If you plug the numbers in for X850XT (also in that review), it comes out looking really bad:
504.6 557.7 581.5 567.1

even though the ALU structure is the same between R420 and R520, it's clearly not the entire story in FEAR. So is that the ultra threaded scheduler? The texture cache efficiency? The memory efficiency?...

Jawed
 
Speaking of complicating analyses, does the SM2 X850 even run the same path/shaders as the other, SM3 cards?

If FEAR is backbuffer b/w limited, does that mean it should fly on Xenos?
 
Pete said:
Speaking of complicating analyses, does the SM2 X850 even run the same path/shaders as the other, SM3 cards?
If FEAR has any SM3 code in it, it's been kept awfully quiet.

If FEAR is backbuffer b/w limited, does that mean it should fly on Xenos?
Hard to know for sure, but Condemned apparently runs very smoothly on XB360 with 4xAA - both games are roughly the same tech - though the resolution on XB360 will be lower.

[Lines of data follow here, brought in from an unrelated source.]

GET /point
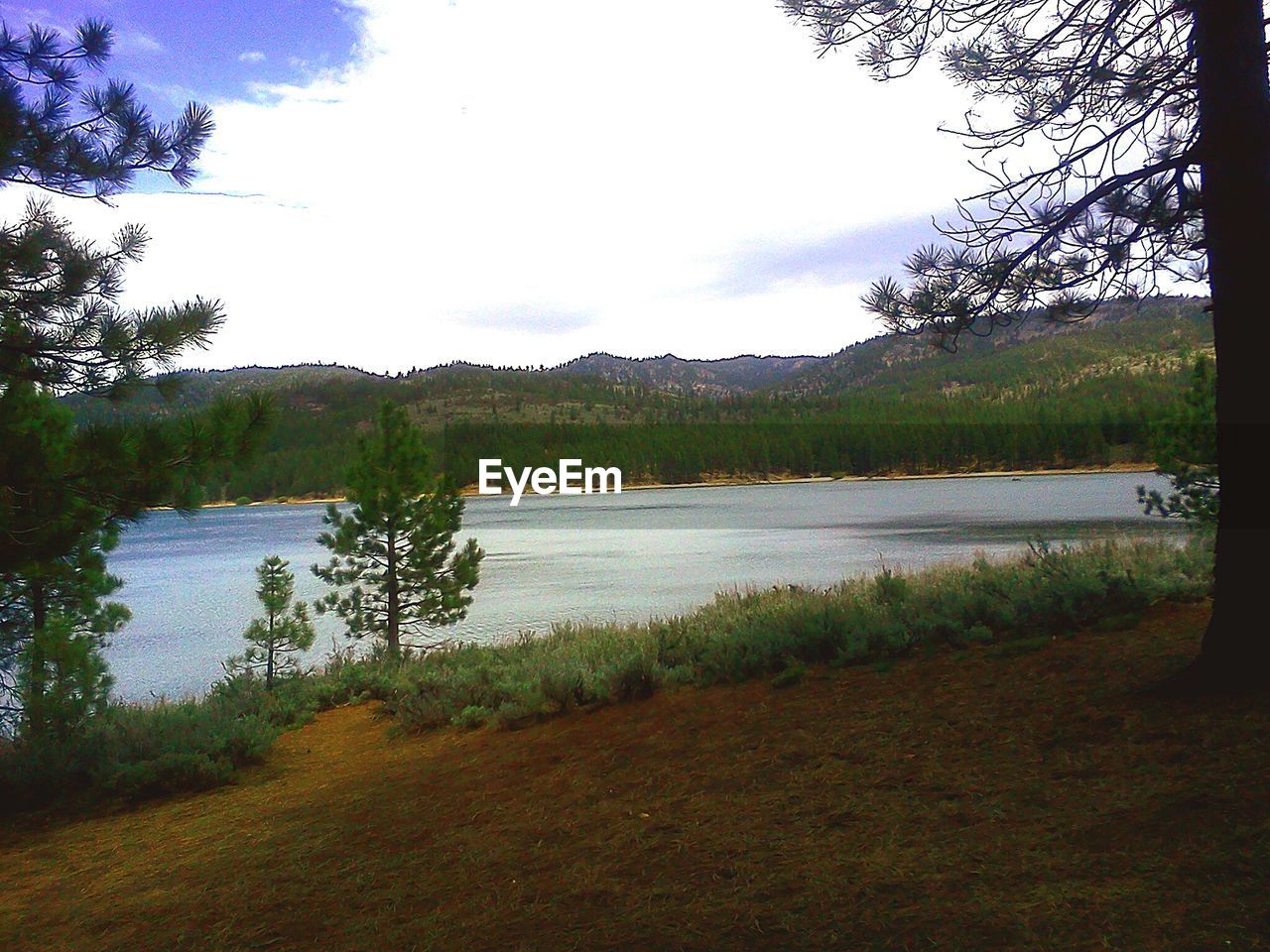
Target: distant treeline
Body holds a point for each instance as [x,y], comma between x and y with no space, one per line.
[888,407]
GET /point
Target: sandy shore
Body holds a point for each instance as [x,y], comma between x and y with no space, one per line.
[776,481]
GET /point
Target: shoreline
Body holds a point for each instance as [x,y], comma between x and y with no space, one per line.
[470,492]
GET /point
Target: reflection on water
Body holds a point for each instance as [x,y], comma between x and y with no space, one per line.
[190,581]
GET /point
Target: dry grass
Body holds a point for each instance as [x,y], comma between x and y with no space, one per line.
[1016,800]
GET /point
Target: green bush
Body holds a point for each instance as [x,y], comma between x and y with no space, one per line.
[778,631]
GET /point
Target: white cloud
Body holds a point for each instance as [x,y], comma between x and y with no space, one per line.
[509,159]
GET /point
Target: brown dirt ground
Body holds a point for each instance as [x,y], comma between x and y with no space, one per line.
[1021,800]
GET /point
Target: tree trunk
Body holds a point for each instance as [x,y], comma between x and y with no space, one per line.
[1234,140]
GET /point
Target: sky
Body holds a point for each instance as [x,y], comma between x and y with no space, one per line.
[404,182]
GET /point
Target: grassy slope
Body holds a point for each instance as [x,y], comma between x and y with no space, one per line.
[984,800]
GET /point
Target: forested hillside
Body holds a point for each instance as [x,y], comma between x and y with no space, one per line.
[1033,397]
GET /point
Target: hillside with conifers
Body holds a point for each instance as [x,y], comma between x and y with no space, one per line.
[1035,395]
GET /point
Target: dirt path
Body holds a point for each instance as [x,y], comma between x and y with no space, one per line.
[978,801]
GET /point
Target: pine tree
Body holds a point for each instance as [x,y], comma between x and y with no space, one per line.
[395,570]
[1185,448]
[66,490]
[282,633]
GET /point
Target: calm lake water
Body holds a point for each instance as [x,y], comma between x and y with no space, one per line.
[190,581]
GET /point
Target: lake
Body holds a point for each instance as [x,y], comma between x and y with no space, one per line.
[190,581]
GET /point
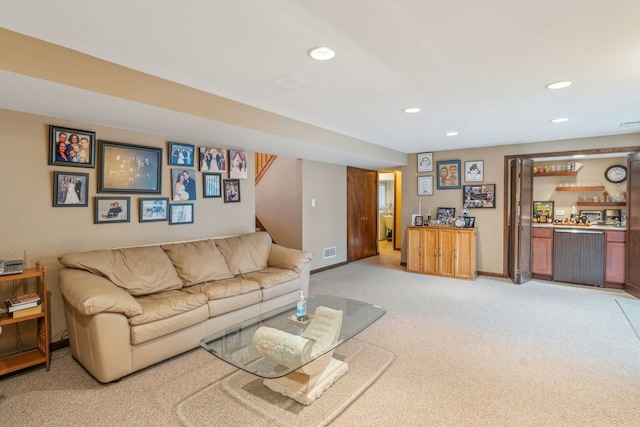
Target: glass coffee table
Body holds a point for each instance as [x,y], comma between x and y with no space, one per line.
[295,356]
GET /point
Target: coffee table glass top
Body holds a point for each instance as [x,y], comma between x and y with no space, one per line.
[235,344]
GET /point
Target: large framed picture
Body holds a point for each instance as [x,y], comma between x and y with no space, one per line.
[231,190]
[154,209]
[543,212]
[425,186]
[181,154]
[425,162]
[448,174]
[127,168]
[474,171]
[181,213]
[238,164]
[70,189]
[71,147]
[213,160]
[183,185]
[112,209]
[479,196]
[212,185]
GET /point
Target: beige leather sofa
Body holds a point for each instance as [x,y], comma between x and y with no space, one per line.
[129,308]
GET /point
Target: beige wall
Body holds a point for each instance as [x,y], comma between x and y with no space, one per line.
[28,220]
[489,222]
[324,225]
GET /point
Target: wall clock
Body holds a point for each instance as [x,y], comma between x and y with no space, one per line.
[616,173]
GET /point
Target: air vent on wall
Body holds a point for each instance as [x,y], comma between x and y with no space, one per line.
[329,252]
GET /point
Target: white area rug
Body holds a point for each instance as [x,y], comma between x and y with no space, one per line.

I'm not sure if it's true, but supposedly Condemned defaults to soft shadowing which is a big drain on PC.

Jawed
 
The reason I did no analysis was because I wanted to make the point that comparing FLOPs across architectures is pointless.

While that is true, it's not that much different with any other maximum theoretical numbers. I could say that two GPUs are equipped with let's say 20GB/s raw bandwidth; if one is an IMR with no efficient bandwidth saving capabilities and the other one a TBDR, it's obvious which will make better use of the available bandwidth.

I'm trying to find a somewhat reasonable basic measurement/formula for today's and future GPUs, since multitexturing fill-rates become more and more irrelevant.
 
I'm not sure if it's true, but supposedly Condemned defaults to soft shadowing which is a big drain on PC.

Depends also on the implementation of soft shadows. Compare the performance drop in Chronicles of Riddick vs. FEAR f.e.